Jackson John W, Swanson Sonja A
Harvard T.H. Chan School of Public Health, Department of Epidemiology, Boston, MA.
Brigham and Women's Hospital, Department of Medicine, Division of Pharmacoepidemiology and Pharmacoeconomics, Boston, MA.
Epidemiology. 2015 Jul;26(4):498-504. doi: 10.1097/EDE.0000000000000287.

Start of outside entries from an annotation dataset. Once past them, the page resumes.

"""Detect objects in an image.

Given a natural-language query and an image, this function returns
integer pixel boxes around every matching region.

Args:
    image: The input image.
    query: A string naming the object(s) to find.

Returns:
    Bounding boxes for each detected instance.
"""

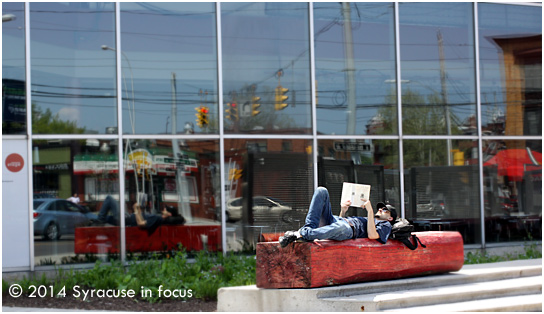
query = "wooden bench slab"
[257,231,464,288]
[74,225,221,254]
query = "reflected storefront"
[223,139,314,250]
[482,140,542,242]
[2,2,542,269]
[404,140,481,244]
[32,139,120,265]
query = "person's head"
[374,202,397,222]
[162,205,179,218]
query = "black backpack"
[391,218,427,250]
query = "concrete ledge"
[217,259,542,312]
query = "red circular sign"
[6,154,25,172]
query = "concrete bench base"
[257,231,464,288]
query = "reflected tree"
[32,104,85,134]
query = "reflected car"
[33,198,98,240]
[225,196,300,222]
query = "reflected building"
[2,2,542,271]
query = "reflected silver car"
[225,196,293,222]
[33,198,98,240]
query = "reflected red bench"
[257,231,464,288]
[74,225,221,254]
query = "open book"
[340,182,370,207]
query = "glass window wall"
[482,140,542,242]
[32,139,120,266]
[318,139,401,217]
[2,2,26,134]
[403,140,481,244]
[29,2,117,134]
[399,2,477,135]
[313,2,397,134]
[120,2,219,134]
[122,139,222,256]
[478,3,542,136]
[221,2,312,134]
[223,139,314,251]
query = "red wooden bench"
[257,231,464,288]
[74,225,221,254]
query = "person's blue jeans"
[98,195,119,226]
[299,187,353,241]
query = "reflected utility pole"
[172,72,193,222]
[342,2,361,165]
[436,29,452,166]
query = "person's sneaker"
[279,231,297,248]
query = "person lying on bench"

Recommendations for reporting instrumental variable analyses often include presenting the balance of covariates across levels of the proposed instrument and levels of the treatment. However, such presentation can be misleading as relatively small imbalances among covariates across levels of the instrument can result in greater bias because of bias amplification. We introduce bias plots and bias component plots as alternative tools for understanding biases in instrumental variable analyses. Using previously published data on proposed preference-based, geography-based, and distance-based instruments, we demonstrate why presenting covariate balance alone can be problematic, and how bias component plots can provide more accurate context for bias from omitting a covariate from an instrumental variable versus non-instrumental variable analysis. These plots can also provide relevant comparisons of different proposed instruments considered in the same data. Adaptable code is provided for creating the plots.
关于报告工具变量分析的建议通常包括展示在所提出的工具变量各水平以及治疗各水平上协变量的平衡性。然而,这样的展示可能会产生误导,因为由于偏差放大,工具变量各水平间协变量相对较小的不平衡可能会导致更大的偏差。我们引入偏差图和偏差成分图作为理解工具变量分析中偏差的替代工具。利用先前发表的关于基于偏好、基于地理和基于距离的工具变量的数据,我们证明了仅展示协变量平衡为何会有问题,以及偏差成分图如何能为在工具变量分析与非工具变量分析中遗漏协变量所导致的偏差提供更准确的背景信息。这些图还能对同一数据中考虑的不同工具变量提议进行相关比较。文中提供了用于创建这些图的可改编代码。